Because many organizations have embraced “bring your own device” (BYOD) rules, employees are increasingly using their own gadgets for work. When used for work, personal devices such as computers, phones, and tablets, which are not equipped with adequate security, enhance the danger. Furthermore, highly sensitive work that was previously performed on corporate campuses is increasingly being done at home. 

Some of the examples are:

  • Executives preparing financial regulatory filings, 
  • engineers developing IP-sensitive source code and hardware, 
  • financial and legal sections conducting high-value business and contractual transactions, 
  • customer support teams collect sensitive customer data on support calls, and 
  • government authorities working with business confidential information of firms that they regulate.

Employees could badge in when working on a corporate campus, and IT departments. Also, could basically install a standard level of protection for devices on that network. That isn’t always the case, though. In insecure home WiFi situations, personal IoT gadgets, such as digital smart speech assistants, may be constantly in listening mode. Hackers can even utilize IoT devices to listen in on a company’s sensitive and business-critical discussions at home. In summary, three major difficulties are combining to create a perfect storm of IoT security concerns stemming from home-based work:

Unmanaged IoT Security Posture

#Challenge — With a variety of IoT devices on the network that cannot be secured by security software and policies, home networks are inherently insecure.

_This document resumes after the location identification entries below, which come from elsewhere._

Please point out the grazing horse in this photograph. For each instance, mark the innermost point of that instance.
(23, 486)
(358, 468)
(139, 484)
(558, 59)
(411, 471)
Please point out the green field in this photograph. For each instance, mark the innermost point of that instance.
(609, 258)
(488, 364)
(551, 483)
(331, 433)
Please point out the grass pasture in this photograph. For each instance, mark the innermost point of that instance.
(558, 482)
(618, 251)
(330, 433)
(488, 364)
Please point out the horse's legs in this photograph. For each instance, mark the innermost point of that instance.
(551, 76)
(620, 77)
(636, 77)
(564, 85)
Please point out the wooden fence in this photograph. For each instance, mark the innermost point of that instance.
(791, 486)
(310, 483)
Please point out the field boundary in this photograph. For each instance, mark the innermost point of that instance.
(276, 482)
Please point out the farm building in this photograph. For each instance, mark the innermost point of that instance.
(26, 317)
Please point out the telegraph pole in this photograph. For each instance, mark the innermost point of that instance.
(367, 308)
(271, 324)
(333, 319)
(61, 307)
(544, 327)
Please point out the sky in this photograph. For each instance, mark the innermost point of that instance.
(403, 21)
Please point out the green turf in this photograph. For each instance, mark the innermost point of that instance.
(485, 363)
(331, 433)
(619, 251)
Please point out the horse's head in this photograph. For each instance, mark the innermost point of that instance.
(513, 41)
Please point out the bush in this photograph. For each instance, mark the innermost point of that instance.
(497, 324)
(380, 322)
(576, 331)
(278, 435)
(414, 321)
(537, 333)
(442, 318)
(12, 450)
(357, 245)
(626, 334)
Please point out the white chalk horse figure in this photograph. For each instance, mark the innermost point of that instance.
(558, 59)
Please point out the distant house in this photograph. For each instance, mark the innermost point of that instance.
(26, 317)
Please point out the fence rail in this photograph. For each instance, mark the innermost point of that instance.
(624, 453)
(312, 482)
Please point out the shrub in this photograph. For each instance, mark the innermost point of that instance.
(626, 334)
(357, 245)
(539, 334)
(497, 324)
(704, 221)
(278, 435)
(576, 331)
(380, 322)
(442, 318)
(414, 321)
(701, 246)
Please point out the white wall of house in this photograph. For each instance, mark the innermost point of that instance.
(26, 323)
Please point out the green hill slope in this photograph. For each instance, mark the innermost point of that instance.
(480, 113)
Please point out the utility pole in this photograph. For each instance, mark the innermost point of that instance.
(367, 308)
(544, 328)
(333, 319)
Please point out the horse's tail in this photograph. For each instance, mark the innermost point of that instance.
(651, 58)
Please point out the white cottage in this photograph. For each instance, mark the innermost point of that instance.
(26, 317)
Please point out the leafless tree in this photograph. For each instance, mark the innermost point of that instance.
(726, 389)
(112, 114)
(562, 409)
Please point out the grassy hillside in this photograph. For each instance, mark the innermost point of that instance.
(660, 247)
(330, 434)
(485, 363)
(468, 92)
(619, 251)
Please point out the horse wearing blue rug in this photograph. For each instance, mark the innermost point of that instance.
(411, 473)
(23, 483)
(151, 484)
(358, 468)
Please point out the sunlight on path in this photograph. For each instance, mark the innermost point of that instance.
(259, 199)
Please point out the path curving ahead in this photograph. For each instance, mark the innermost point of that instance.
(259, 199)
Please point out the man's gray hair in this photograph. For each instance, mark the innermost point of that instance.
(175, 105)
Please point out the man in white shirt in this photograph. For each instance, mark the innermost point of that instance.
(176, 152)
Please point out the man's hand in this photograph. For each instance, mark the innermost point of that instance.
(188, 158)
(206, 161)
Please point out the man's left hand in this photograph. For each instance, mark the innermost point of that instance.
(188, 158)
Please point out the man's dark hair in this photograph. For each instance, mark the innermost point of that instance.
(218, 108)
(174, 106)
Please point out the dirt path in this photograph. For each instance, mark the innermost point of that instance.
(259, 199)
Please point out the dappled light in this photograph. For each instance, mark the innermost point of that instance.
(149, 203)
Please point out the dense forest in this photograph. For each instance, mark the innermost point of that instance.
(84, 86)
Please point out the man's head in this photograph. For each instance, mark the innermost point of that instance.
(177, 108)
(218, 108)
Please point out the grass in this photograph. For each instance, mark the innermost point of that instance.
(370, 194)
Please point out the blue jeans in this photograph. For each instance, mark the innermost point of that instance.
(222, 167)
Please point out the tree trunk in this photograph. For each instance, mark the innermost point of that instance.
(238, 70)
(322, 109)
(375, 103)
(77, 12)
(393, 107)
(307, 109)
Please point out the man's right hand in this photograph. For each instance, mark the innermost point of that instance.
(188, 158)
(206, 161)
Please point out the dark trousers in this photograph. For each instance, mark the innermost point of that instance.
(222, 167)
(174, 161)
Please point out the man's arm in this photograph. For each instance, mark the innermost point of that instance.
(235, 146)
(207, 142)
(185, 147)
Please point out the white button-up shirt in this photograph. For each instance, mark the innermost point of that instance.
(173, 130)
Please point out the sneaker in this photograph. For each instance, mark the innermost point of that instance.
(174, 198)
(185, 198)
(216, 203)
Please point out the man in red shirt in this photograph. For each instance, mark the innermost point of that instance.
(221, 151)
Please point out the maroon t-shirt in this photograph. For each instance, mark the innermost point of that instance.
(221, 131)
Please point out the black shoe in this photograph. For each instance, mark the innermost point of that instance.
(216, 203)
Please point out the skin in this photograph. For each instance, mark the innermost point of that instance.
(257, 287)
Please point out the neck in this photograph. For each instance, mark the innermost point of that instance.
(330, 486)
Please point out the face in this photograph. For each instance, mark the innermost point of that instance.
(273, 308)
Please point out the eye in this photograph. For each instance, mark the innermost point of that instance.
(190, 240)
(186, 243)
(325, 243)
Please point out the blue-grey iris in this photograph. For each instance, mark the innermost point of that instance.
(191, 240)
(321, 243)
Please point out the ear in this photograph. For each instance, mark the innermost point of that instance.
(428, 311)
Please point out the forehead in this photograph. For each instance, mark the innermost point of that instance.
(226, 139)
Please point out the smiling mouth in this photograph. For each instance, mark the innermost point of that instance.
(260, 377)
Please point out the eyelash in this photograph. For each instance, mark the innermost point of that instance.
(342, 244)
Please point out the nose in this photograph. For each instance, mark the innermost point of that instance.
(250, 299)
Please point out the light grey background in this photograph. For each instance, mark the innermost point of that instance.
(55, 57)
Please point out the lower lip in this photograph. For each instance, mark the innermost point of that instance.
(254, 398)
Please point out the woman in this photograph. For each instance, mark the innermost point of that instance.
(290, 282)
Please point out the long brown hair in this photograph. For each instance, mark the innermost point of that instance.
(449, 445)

#Impact — Keeping up with threats infiltrating the enterprise via the home network is difficult.

Network Segmentation Deficit:

#Challenge — Breaching the home network gives hackers a footing to travel laterally across the home network and potentially into the enterprise. Lack of network segmentation is a challenge.

#Impact – Hackers get access to business devices, allowing them to infiltrate networks and gain access to credentials, resources, and data.

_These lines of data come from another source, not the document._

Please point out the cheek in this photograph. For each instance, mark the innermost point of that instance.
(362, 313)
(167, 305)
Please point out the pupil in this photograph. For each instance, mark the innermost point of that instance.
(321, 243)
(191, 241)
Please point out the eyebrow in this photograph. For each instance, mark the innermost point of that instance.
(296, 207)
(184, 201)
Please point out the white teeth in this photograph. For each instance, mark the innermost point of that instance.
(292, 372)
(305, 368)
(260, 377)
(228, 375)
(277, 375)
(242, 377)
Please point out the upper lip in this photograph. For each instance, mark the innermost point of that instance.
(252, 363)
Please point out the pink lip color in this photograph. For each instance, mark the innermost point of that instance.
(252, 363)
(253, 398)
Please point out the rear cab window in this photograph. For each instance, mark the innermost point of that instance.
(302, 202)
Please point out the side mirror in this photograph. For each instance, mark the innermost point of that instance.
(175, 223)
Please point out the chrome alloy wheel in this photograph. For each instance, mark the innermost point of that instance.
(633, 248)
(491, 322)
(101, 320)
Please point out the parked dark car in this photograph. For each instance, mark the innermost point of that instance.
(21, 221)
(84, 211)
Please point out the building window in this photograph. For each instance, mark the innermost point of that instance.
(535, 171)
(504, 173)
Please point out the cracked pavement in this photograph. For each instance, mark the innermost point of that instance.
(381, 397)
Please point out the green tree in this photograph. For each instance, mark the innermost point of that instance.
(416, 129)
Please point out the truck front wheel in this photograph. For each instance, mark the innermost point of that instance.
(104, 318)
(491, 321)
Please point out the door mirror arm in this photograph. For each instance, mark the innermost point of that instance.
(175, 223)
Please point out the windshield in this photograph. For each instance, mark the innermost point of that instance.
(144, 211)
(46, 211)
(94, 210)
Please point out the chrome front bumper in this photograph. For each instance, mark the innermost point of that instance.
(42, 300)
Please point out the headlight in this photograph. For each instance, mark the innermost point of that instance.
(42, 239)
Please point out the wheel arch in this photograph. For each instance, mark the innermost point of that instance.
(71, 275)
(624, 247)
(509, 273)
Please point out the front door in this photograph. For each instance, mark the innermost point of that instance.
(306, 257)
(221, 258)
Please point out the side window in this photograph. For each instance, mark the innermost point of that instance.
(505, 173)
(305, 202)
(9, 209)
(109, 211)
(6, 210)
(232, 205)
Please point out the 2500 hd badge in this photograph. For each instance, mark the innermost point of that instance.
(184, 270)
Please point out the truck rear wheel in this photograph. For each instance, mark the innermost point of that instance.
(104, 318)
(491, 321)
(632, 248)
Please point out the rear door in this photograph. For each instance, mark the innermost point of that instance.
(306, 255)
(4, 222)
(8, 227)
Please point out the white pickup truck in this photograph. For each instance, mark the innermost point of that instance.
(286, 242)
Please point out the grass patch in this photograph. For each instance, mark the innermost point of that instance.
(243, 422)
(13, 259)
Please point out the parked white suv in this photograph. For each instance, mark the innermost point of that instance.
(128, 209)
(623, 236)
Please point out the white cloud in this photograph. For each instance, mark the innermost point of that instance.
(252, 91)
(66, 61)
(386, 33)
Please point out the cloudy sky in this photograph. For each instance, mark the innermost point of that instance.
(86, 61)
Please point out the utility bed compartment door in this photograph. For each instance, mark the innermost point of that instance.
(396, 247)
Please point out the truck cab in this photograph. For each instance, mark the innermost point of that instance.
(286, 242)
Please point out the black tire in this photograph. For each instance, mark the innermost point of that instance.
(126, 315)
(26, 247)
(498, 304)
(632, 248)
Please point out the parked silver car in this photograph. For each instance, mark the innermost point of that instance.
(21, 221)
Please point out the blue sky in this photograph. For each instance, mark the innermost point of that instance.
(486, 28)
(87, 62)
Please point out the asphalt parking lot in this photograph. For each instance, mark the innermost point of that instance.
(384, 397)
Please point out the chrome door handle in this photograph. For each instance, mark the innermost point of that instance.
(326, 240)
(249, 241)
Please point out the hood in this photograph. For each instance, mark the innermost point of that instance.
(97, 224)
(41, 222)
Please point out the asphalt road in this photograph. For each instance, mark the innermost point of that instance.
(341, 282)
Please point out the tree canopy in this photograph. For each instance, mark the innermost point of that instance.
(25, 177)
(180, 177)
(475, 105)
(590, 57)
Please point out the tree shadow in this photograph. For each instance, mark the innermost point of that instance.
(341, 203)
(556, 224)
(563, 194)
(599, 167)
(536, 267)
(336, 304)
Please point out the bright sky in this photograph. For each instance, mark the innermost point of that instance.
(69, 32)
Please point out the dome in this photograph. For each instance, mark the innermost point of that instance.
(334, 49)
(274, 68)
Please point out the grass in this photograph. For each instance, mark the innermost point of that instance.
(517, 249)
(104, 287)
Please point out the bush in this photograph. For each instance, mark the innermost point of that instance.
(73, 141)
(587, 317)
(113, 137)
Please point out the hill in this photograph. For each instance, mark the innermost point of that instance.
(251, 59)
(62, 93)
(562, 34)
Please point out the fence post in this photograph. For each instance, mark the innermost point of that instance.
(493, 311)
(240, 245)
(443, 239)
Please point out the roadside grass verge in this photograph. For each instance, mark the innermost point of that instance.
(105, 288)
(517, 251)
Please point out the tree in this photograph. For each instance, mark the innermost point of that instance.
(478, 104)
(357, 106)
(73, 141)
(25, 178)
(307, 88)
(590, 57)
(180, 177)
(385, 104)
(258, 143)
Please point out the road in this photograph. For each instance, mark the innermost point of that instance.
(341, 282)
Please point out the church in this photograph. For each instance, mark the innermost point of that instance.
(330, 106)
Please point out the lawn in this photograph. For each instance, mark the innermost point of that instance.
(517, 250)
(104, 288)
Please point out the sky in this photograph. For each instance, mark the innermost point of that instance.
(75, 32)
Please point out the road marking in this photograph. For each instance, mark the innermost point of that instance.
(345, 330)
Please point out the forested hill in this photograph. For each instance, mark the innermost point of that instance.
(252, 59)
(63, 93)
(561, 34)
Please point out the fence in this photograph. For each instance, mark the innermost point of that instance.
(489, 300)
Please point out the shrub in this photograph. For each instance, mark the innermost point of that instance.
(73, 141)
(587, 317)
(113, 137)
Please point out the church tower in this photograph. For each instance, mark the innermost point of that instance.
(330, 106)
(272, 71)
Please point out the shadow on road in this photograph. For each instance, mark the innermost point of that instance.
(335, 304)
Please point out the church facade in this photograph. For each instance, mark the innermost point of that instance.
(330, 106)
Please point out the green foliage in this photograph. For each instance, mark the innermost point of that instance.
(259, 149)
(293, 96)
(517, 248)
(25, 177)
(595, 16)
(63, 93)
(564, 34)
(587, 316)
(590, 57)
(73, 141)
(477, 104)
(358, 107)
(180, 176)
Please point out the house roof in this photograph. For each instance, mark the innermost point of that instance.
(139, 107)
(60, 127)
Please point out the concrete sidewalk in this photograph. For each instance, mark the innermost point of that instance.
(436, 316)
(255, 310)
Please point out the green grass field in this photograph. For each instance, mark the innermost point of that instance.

Insufficient Network Visibility:

#Challenge — Compliance and security operations (SOC)/incident response (IR) teams lose substantial visibility into behavior related to work devices due to a lack of network visibility.

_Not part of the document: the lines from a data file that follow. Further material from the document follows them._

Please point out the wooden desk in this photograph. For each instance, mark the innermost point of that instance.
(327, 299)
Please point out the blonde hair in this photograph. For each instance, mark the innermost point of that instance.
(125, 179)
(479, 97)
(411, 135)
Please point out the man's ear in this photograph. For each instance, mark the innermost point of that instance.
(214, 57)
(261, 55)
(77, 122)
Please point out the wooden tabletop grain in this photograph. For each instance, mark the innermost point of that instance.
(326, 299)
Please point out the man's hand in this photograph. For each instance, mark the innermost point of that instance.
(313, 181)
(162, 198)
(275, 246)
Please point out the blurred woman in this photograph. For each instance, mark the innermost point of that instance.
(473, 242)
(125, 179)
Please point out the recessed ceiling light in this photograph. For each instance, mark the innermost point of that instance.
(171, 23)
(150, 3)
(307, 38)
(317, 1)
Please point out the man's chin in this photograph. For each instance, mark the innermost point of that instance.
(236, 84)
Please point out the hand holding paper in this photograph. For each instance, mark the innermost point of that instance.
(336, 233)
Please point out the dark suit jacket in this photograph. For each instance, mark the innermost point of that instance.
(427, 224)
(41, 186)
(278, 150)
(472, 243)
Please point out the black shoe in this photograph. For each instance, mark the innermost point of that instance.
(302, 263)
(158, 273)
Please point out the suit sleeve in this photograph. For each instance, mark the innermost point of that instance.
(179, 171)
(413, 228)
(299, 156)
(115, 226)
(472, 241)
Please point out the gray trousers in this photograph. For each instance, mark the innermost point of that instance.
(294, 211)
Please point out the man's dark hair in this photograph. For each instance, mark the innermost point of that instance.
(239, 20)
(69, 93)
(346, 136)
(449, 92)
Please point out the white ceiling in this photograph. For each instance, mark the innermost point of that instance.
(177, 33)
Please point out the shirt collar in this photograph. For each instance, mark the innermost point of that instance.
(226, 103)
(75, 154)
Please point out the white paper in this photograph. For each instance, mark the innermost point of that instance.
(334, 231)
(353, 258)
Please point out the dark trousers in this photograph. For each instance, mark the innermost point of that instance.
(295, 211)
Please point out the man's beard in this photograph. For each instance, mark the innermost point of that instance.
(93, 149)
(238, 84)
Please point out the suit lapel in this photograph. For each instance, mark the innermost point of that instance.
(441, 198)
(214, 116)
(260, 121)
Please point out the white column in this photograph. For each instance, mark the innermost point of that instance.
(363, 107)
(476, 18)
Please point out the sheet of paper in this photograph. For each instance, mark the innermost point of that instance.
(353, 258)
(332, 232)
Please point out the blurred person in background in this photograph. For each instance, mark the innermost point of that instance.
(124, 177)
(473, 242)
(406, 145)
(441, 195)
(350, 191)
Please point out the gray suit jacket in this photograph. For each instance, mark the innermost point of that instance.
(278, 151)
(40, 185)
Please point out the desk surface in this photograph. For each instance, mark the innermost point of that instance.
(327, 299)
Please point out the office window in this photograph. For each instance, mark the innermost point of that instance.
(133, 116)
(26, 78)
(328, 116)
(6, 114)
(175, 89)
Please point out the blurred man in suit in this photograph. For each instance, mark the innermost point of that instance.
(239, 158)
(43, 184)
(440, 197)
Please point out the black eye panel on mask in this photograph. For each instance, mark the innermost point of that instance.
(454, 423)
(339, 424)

#Impact – Due to a lack of network audit logs, incident response is ineffective.

As a result of these issues, the potential of targeted attack campaigns has increased, putting important company data and applications at risk. Adapting to this new work style necessitates adopting a cutting-edge security strategy. A method for elevating security from the device to the network level. 

Security should be a strategic requirement for any company, regardless of where its workers work.

Work-from-Home Security Begins at Home

Device Discovery and Home Network Segmentation: Identify and classify all devices in the home, including home automation, audio/video equipment, Network Attached Storage (NAS), laptops, games, health devices, and printers. 

Data-Driven Security Controls Must Be Enforced: Stop malware downloads, detect infected devices, and limit communication between infected devices and attackers by enforcing data-driven security controls. 

Incorporate Zero-Trust Security Into Your Home: To prevent unwanted devices from connecting to your corporate networks, your security policy should be aligned with the concepts of Zero Trust to enforce policies for least-privileged access control. Extend the trusted enterprise sector into the house to provide work-from-home employees with a secure campus-like environment.

Final words on IoT security

Implementing best practices and employing the appropriate toolset is essential for preventing the next major attack. Find the correct tool to help users discover potential dangers based on what’s going on inside the system as well as outside the corporate network. Users may monitor IoT devices and uncover attack patterns in real-time using features like threat detection and correlation rules.